Use ReadStream for downloading from S3 and combine it with WriteStream to write the file.

const AWS = require('aws-sdk');
const fs = require('fs');
const path = require('path');

// S3 configuration
AWS.config.update({
    accessKeyId: 'your_access_key_id',
    secretAccessKey: 'your_secret_access_key',
    region: 'your_aws_region'
});

const s3 = new AWS.S3();

const downloadFile = (s3Key, downloadFilePath) => {
    const params = {
        Bucket: 'your_s3_bucket_name',
        Key: s3Key
    };

    const fileStream = fs.createWriteStream(downloadFilePath, { highWaterMark: 256 * 1024 }); // 256KB chunk size

    return new Promise((resolve, reject) => {
        s3.getObject(params).createReadStream({ highWaterMark: 256 * 1024 }) // 256KB chunk size
            .on('error', (err) => {
                console.error(err);
                reject(err);
            })
            .pipe(fileStream)
            .on('close', () => {
                console.log('File downloaded: ' + downloadFilePath);
                resolve();
            });
    });
};

downloadFile('file/key/in/s3', 'path/to/downloaded/file');

Uploading Files

When uploading, in addition to stream processing, using @aws-sdk/lib-storage enables multipart upload (splitting a file into multiple parts for upload).

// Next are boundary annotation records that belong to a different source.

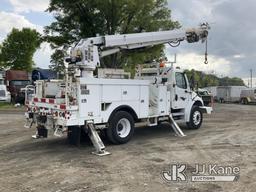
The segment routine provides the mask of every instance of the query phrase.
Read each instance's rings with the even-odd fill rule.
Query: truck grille
[[[5,90],[0,90],[0,97],[5,97]]]

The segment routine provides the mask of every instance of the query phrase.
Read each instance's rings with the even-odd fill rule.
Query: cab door
[[[183,109],[189,104],[190,87],[185,73],[175,72],[175,84],[174,84],[174,97],[173,105],[174,109]]]

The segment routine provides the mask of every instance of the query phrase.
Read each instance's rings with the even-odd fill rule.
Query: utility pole
[[[252,88],[252,69],[250,69],[250,75],[251,75],[251,88]]]

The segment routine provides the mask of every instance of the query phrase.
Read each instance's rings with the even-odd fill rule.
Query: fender
[[[135,112],[135,110],[134,110],[131,106],[129,106],[129,105],[120,105],[120,106],[118,106],[117,108],[115,108],[115,109],[111,112],[111,114],[110,114],[110,116],[109,116],[109,118],[108,118],[108,122],[109,122],[109,120],[114,116],[114,114],[115,114],[117,111],[126,111],[126,112],[128,112],[128,113],[130,113],[130,114],[132,115],[132,117],[134,118],[134,121],[137,121],[137,120],[138,120],[138,115],[137,115],[137,113]]]

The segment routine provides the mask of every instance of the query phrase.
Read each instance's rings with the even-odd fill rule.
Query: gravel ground
[[[66,138],[33,140],[20,112],[0,111],[0,191],[232,191],[256,188],[256,106],[216,104],[199,130],[175,137],[168,124],[135,130],[124,145],[104,141],[112,154],[98,157],[93,146],[70,146]],[[239,166],[236,182],[165,182],[170,164]]]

During multipart upload, you can specify the chunk size with partSize and the concurrency level with queueSize. Each part is uploaded independently, and once all parts are uploaded, S3 assembles the file.

Here are the specific steps for uploading:

const AWS = require('aws-sdk');
const { S3Client } = require('@aws-sdk/client-s3');
const { Upload } = require('@aws-sdk/lib-storage');
const fs = require('fs');
const path = require('path');

// S3 configuration
AWS.config.update({
    accessKeyId: 'your_access_key_id',
    secretAccessKey: 'your_secret_access_key',
    region: 'your_aws_region'
});

const s3Client = new S3Client({ region: 'your_aws_region' });

const uploadFile = (filePath) => {
    const uploadParams = {
        Bucket: 'your_s3_bucket_name',
        Key: path.basename(filePath),
        Body: fs.createReadStream(filePath, { highWaterMark: 256 * 1024 }) // 256KB chunk size
    };

    return new Promise((resolve, reject) => {
        const parallelUploads3 = new Upload({
            client: s3Client,
            params: uploadParams,
            leavePartsOnError: false, // Abort multipart upload if any part fails
            queueSize: 4, // Maximum number of concurrent uploads
            partSize: 1024 * 1024 * 20 // 20MB per part
        });

        parallelUploads3.on('httpUploadProgress', (progress) => {
            console.log(progress);
        });

        parallelUploads3.done().then(() => {
            console.log('File uploaded: ' + uploadParams.Key);
            resolve();
        }).catch(err => {
            console.error(err);
            reject(err);
        });
    });
};

uploadFile('path/to/large/file');

Conclusion

By leveraging stream processing and multipart upload, it is possible to efficiently handle large files.

Adjust the various parameters according to your system resources to achieve efficient file processing.